Arizona Recall Election a Real Sign of Hope
November 09 2011
Washington, D.C.—NCLR (National Council of La Raza) today called the election of Jerry Lewis as the next State Senator from Mesa, Arizona a turning point in that state’s recent ugly and divisive anti-immigrant, anti-Latino crusade. Lewis defeated Arizona State Senate President Russell Pearce, architect of Arizona’s notorious SB 1070 and a key leader in anti-immigrant extremist circles. Lewis has drawn a stark contrast between him and Pearce on the issue of immigration, with Lewis calling for a more comprehensive, civil and effective strategy on the issue.
“This is a good day for the Latino community, but it is also a good day for the people of Arizona. They have at long last seen that Russell Pearce and his allies have done devastating damage to the state’s economy and reputation and his actions have been a major distraction in a time of real crisis in the state. Yesterday, they rejected that path and voted overwhelmingly for a better way forward,” stated Janet Murguía, President and CEO of NCLR.
SB 1070, which essentially codified racial profiling as an accepted practice, inspired a boycott that cost Arizona’s tourism industry millions of dollars and tarnished the state’s image. Although the courts have blocked many key provisions in the bill, SB 1070’s legacy lives on in the numerous copycat bills that have since been passed in states such as Alabama, Georgia, and South Carolina.
“Senator-Elect Lewis has said that he wants to distance Arizona from the intolerant label the state has been branded with in the wake of SB 1070,” said Daniel Ortega, Board Chair of NCLR. “Having seen firsthand the effects of this law as a resident of Arizona, I can say that SB 1070 put a dark cloud over this state. This election shows that people are clearly eager to move forward and I am proud that the people of my state have chosen this new path. But to do that, Senator-Elect Lewis must help push back against those legislators, many of whom are in his own party, who continue to pursue unconstitutional anti-immigrant policies and spew hateful rhetoric about the Latino community.”

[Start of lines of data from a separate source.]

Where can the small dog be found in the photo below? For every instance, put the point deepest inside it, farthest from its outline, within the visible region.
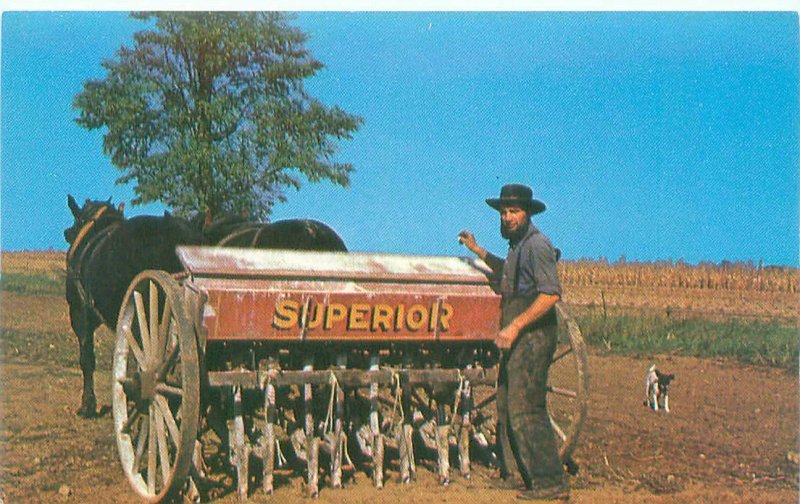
(656, 389)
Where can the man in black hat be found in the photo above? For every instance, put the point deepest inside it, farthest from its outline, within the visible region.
(528, 337)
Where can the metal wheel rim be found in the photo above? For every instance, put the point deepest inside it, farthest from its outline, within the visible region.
(155, 420)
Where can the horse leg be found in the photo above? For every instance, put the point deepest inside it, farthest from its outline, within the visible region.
(83, 324)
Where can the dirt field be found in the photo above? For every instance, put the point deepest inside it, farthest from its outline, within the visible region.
(732, 435)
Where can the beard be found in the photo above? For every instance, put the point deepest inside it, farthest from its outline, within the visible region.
(508, 233)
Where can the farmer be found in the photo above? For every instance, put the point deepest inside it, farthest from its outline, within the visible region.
(527, 340)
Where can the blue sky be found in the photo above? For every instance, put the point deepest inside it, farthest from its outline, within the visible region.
(649, 135)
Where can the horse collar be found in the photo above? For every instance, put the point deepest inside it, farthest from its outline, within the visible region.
(84, 230)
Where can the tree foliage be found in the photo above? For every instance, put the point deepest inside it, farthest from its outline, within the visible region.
(208, 111)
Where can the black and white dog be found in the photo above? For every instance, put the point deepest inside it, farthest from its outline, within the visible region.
(656, 389)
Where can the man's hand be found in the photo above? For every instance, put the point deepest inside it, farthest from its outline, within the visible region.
(507, 337)
(468, 240)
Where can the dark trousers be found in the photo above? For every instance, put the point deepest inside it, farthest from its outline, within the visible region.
(525, 438)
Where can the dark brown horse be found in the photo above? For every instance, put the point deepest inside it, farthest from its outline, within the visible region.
(107, 251)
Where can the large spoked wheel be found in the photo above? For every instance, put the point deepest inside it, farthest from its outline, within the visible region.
(568, 387)
(155, 391)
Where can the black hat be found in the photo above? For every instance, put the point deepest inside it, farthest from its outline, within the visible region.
(517, 195)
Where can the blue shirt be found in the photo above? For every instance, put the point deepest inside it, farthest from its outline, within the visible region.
(535, 257)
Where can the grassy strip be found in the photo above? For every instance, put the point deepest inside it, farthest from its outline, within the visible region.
(33, 284)
(751, 342)
(51, 348)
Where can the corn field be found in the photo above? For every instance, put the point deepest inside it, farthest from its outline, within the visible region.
(727, 276)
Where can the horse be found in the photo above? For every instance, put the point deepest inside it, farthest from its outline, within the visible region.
(107, 251)
(228, 230)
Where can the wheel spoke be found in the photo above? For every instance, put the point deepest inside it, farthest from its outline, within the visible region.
(169, 390)
(163, 451)
(137, 352)
(560, 391)
(172, 426)
(563, 354)
(140, 442)
(153, 306)
(151, 453)
(163, 329)
(132, 417)
(168, 362)
(141, 316)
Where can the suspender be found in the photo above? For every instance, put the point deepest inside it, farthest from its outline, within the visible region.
(516, 268)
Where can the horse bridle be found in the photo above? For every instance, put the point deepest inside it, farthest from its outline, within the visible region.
(84, 230)
(74, 269)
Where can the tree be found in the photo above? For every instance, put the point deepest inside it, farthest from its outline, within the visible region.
(208, 111)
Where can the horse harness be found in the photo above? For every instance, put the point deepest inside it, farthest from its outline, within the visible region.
(90, 248)
(256, 229)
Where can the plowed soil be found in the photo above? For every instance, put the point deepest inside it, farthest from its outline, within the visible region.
(732, 435)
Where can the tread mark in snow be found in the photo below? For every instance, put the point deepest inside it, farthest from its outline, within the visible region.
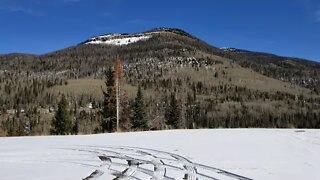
(166, 166)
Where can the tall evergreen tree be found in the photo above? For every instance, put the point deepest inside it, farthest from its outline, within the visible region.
(139, 120)
(109, 104)
(172, 113)
(61, 123)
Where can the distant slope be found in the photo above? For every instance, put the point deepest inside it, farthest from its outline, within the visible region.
(213, 87)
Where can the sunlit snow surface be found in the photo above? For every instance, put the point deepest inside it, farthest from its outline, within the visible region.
(190, 154)
(117, 40)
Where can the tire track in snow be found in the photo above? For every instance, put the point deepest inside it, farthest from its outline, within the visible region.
(129, 163)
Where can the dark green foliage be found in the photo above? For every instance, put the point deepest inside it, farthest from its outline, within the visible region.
(61, 123)
(173, 113)
(139, 121)
(109, 110)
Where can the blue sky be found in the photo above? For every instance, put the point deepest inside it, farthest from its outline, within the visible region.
(283, 27)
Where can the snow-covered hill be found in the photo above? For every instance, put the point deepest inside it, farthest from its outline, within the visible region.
(203, 154)
(117, 39)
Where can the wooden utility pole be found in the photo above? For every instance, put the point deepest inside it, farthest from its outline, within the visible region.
(118, 77)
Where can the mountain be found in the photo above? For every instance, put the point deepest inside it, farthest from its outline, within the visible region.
(214, 87)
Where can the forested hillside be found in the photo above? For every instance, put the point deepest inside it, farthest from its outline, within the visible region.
(184, 83)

“Arizona’s passage of SB 1070 set off unfortunate and counterproductive efforts by elected officials in several other states to replicate these laws and bolster their own political fortunes. Perhaps Arizona can be a bellwether here as well. This election should send a clear message to all candidates at the local and national level of not only the limits of that strategy but, more importantly, that elections can be won with a sensible, humane, and solution-oriented approach to the issue of immigration,” concluded Murguía.